They are apart anyways. I rescued them last week and had the male castrated but he is separate from her. I took her to the vet yesterday and she said she couldn't feel anything developed...but she is now nesting. Am guessing she is just phantoming but not sure. If it was a small litter maybe the vet might miss it...:confused1:


----------



## frags (Feb 5, 2009)

niki87 said:


> OK vet said no....but she is nesting now!! Guessing she is phantoming. Though part of me is still nervous for her!  If vet said she couldn't feel anything developed then the liklihood is she is phantoming right??????


Sorry hun but even breeders that have been breeding for years and years (im talking 25 yrs + ) cant always feel babies, they sometimes sit high up in the rib cages and she may only have 1 or 2 in there. Your vet really shouldnt have prodded or felt her that much.
Normally a doe will start to nest upto 48 hours before birth but some nest upto 2 weeks before.


----------



## niki87 (Nov 18, 2009)

frags said:


> Sorry hun but even breeders that have been breeding for years and years (im talking 25 yrs + ) cant always feel babies, they sometimes sit high up in the rib cages and she may only have 1 or 2 in there. Your vet really shouldnt have prodded or felt her that much.
> Normally a doe will start to nest upto 48 hours before birth but some nest upto 2 weeks before.
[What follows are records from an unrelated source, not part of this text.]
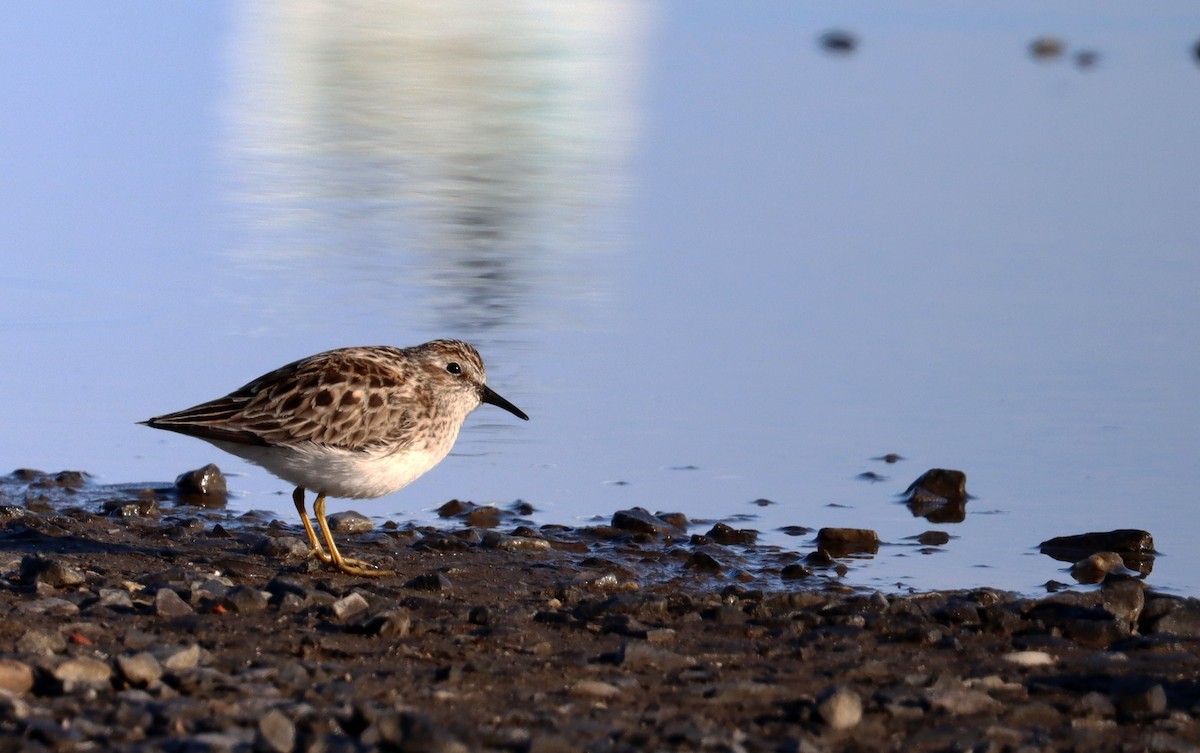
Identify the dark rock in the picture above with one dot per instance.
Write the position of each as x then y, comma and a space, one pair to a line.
1143, 702
429, 582
840, 542
795, 572
207, 481
934, 538
484, 517
705, 562
51, 571
641, 522
838, 42
454, 507
1135, 547
725, 535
Oh dear! She dos seem quite frantic.

Am wondering if I should move the cage up to my room...away from Cream and piggies and a 4 yo???

Oh she has a box in there...a pampers nappy box...is this OK as a nesting site? There isn't a lip on it though.

This is a bit of a shock. I was pretty relieved yesterday when I was told she was not pregnant. The vet is an experienced one with rabbits. Oh no...I allowed them to give her the VHD. I feel awful cos she did say she could wait but thought it was fine!! This hasn't bought it on??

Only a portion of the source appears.